Having that quarterback and landing stars and other positions like left tackle and wide receiver also makes the Chargers’ offseason strategy more interesting. They’re not necessarily shopping for the hard to acquire positions. A top-tier edge rusher could be considered that, but they already had Bosa and swinging for a veteran with just a second-round pick is about as good as it gets to add another.

Meanwhile, the Chargers could use some more help at cornerback to play opposite a rising star in Asante Samuel and the free agent pool has a number of intriguing options. LA could go to the top and bring in a J.C. Jackson or Carlton Davis to really beef up the position. There is no shortage of options if the Chargers don’t want to shop at the top of the market, including former Ram Darious Williams.

The Chargers need some help in the interior of the defensive line and that job has already been made easier with Bosa and Mack on the edge. Sebastian Joseph-Day feels like too obvious of a fit coming over from the Rams, but he would be exactly what the Chargers need inside.

Defensive help would be huge for a team that finished 28th in EPA per play last season, per TruMedia. Defensive talent plus Staley’s scheme could open up another level for the Chargers. This was was a team that finished fourth in EPA per play on offense in 2021 while leaving some meat on the bone. Upgrades are available there, too.

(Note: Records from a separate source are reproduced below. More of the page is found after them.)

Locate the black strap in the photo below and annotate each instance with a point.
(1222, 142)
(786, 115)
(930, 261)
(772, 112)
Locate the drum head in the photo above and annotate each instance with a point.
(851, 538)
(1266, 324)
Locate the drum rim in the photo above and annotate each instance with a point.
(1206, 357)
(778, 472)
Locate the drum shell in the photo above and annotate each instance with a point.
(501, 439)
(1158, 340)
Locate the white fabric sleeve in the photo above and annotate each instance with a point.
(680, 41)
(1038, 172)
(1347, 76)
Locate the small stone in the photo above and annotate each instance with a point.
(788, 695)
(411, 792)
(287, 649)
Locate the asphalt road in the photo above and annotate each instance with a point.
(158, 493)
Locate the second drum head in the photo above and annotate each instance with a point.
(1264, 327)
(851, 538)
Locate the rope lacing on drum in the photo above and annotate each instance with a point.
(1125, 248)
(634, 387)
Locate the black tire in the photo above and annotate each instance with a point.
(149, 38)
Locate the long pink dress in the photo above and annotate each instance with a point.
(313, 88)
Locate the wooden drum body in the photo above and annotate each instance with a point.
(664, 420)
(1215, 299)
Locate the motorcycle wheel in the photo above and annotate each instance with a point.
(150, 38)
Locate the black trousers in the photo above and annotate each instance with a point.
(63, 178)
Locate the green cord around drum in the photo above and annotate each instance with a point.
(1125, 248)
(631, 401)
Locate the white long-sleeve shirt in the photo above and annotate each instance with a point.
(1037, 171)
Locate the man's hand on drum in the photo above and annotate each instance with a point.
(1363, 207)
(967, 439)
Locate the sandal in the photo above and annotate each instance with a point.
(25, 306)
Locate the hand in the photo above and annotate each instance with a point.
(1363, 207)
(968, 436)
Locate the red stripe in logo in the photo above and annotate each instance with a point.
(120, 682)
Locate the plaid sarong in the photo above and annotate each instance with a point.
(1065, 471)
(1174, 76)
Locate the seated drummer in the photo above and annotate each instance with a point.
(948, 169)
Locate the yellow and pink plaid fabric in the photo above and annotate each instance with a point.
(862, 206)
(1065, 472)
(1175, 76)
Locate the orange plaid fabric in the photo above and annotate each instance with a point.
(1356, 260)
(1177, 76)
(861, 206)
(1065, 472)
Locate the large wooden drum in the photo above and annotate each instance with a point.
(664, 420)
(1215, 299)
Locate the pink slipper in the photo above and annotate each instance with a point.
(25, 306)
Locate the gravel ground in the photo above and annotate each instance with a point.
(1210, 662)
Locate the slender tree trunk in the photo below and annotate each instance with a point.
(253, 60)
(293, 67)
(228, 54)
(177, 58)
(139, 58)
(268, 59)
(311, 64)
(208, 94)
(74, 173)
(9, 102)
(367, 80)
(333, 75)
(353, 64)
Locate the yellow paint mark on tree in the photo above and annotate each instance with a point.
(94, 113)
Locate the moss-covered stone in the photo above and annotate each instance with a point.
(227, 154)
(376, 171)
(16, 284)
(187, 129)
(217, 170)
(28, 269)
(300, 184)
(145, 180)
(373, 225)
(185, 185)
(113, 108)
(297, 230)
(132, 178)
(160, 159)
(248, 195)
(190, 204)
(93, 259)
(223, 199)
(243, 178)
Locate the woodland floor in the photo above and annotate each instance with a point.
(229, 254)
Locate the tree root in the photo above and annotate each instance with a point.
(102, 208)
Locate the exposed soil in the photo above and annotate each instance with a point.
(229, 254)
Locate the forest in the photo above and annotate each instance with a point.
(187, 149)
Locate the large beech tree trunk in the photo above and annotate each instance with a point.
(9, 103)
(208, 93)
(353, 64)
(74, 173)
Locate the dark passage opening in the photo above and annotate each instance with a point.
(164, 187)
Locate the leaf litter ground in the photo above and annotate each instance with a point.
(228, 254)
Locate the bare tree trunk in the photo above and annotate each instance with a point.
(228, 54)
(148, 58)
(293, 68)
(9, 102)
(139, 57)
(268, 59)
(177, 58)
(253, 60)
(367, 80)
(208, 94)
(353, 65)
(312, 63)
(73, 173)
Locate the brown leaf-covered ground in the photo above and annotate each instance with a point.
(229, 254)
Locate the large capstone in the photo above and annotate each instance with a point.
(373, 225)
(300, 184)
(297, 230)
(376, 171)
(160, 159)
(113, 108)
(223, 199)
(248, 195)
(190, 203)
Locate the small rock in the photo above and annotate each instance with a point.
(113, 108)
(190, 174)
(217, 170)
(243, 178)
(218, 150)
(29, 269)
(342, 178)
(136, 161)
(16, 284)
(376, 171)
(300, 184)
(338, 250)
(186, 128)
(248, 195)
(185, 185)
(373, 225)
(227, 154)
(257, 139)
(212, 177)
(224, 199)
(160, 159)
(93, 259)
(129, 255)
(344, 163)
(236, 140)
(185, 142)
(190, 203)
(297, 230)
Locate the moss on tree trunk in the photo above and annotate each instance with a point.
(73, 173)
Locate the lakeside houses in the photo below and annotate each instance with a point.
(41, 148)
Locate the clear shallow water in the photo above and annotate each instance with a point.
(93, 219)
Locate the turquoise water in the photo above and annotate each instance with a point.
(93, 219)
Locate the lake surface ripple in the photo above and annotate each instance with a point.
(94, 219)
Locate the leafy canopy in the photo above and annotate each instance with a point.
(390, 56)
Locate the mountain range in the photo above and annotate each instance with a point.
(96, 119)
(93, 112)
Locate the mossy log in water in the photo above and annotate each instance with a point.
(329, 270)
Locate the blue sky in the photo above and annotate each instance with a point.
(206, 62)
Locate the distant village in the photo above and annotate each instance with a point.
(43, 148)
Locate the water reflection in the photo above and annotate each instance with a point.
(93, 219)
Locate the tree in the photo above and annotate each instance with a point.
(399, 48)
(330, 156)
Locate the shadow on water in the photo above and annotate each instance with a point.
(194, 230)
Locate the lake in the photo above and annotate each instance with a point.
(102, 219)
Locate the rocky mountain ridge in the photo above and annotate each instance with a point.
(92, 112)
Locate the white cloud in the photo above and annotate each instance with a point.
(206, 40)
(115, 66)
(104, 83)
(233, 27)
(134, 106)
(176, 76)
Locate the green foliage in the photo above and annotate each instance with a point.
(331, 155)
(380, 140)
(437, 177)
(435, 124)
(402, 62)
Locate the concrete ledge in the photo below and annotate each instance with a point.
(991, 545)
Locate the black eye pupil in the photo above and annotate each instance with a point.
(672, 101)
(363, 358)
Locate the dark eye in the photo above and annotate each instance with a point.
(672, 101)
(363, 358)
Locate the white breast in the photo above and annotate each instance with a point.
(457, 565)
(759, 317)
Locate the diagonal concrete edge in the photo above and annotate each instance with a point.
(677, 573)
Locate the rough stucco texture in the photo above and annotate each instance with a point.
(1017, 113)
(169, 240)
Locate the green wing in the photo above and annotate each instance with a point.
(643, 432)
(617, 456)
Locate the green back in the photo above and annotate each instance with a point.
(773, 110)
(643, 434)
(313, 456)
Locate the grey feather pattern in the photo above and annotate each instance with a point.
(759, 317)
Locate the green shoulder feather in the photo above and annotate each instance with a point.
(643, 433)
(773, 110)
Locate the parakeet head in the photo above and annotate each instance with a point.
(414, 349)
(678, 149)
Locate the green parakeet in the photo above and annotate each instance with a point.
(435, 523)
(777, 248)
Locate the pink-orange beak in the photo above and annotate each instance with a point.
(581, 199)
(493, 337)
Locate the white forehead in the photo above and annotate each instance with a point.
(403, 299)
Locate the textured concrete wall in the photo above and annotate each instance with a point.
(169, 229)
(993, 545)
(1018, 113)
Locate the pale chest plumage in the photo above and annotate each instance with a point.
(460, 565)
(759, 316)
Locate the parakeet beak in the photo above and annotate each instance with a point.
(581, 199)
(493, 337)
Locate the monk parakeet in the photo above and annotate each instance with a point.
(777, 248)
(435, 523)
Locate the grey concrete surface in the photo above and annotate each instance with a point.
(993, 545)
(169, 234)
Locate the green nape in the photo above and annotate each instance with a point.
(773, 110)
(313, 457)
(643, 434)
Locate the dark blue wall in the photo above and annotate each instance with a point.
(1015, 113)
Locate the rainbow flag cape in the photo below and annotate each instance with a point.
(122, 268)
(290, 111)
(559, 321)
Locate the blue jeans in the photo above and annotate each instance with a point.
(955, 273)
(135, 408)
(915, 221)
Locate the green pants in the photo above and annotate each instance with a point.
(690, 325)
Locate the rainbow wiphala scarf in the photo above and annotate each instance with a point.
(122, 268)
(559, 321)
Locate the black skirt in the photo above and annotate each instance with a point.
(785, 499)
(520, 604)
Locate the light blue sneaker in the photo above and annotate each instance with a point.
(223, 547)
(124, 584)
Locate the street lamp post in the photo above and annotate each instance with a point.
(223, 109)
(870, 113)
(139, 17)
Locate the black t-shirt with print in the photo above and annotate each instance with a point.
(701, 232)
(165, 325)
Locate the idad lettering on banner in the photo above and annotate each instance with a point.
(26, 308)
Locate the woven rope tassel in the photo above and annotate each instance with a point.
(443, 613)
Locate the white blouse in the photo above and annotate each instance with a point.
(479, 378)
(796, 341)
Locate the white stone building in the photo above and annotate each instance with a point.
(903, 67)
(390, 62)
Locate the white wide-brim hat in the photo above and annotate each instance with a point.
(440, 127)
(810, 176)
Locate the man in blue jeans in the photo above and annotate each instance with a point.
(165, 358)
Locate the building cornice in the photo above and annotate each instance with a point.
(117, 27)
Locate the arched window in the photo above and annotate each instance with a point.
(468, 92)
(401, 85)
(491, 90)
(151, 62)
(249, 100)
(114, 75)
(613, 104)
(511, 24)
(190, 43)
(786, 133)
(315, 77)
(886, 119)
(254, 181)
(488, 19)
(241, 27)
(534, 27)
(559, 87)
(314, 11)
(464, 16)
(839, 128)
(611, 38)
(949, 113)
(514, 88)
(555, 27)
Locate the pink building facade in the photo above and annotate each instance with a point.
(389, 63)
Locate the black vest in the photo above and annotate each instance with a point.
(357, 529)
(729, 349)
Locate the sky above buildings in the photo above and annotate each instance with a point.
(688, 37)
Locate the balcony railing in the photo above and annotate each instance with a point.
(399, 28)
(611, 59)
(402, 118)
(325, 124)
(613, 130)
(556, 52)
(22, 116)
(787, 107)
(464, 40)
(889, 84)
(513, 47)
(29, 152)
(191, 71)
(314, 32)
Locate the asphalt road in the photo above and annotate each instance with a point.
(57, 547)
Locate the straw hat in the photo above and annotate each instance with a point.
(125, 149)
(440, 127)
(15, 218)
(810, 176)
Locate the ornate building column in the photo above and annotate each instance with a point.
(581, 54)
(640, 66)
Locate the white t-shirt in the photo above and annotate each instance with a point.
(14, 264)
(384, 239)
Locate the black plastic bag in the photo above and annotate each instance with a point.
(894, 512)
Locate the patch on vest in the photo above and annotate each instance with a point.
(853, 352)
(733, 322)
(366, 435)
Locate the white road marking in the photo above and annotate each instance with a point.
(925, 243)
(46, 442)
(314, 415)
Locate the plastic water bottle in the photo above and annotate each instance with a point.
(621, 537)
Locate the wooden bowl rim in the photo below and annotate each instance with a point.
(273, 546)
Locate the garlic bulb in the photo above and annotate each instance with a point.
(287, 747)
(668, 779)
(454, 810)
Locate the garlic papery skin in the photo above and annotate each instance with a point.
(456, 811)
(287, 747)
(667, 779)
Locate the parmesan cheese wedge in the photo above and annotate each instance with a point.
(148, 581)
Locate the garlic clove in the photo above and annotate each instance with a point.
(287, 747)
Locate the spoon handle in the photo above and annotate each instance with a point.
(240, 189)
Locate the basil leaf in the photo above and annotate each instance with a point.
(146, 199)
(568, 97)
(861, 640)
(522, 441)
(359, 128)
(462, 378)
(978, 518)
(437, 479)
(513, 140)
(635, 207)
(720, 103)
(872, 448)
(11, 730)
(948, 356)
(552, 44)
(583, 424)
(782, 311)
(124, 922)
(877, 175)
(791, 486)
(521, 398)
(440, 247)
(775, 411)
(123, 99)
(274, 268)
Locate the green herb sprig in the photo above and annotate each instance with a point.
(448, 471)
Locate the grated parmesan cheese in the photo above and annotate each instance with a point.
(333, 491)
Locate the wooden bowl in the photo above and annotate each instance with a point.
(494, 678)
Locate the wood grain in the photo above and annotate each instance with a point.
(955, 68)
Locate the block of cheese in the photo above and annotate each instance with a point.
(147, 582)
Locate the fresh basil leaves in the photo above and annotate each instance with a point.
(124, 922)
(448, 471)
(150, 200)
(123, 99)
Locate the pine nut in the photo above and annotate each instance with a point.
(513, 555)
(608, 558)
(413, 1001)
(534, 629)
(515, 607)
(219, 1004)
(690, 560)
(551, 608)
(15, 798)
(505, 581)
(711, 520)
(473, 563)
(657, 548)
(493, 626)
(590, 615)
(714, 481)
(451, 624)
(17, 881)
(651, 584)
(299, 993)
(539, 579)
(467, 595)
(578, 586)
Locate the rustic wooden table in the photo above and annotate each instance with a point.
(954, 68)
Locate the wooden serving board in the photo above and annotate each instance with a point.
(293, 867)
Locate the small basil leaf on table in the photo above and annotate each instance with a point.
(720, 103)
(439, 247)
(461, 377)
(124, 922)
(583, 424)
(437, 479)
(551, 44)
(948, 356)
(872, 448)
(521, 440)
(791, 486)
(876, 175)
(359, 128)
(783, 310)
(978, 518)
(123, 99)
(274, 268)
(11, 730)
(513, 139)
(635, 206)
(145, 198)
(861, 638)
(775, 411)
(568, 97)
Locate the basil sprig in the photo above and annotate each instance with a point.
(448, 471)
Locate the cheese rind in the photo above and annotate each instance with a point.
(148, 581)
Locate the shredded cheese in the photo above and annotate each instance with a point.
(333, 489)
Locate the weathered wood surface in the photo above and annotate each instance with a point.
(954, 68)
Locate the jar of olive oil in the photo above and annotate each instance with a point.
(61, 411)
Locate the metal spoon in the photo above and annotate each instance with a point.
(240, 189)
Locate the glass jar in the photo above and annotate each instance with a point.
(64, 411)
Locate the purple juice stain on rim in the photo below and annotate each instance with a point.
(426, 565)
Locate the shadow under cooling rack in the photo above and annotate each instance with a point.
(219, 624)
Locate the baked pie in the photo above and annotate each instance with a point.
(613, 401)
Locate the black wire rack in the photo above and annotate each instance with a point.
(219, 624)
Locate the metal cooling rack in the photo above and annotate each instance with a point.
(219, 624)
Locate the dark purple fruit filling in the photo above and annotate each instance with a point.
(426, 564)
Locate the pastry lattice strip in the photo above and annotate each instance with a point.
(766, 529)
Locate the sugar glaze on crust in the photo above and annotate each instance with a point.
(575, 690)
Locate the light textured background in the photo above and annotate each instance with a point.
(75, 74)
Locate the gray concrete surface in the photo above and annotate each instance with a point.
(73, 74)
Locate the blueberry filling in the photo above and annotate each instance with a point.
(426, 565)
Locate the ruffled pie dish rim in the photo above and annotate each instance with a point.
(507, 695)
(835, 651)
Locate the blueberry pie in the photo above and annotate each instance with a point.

More offensive linemen continue to hit the market, which would give Los Angeles a shot at reworking the right side of the line after the left side through center was set up last offseason. Speedy wide receivers are available. There are a number of tight ends. Nothing at this point appears to be out of the Chargers’ price range.

With Mack’s $17.75 million on the books for 2022, the Chargers sit with about $24 million in cap space. That would still be around the top-10 among all teams this offseason.

The Chargers can’t — and won’t — just buy a good team in free agency, but what makes them so exciting is how much of the foundation was already in place. These moves will surround the core instead of being a desperate attempt to build it.

Trading for Khalil Mack was the Chargers’ first big swing to get the most out of a young and inexpensive quarterback. Given the early aggressiveness, it’s not going to be the last.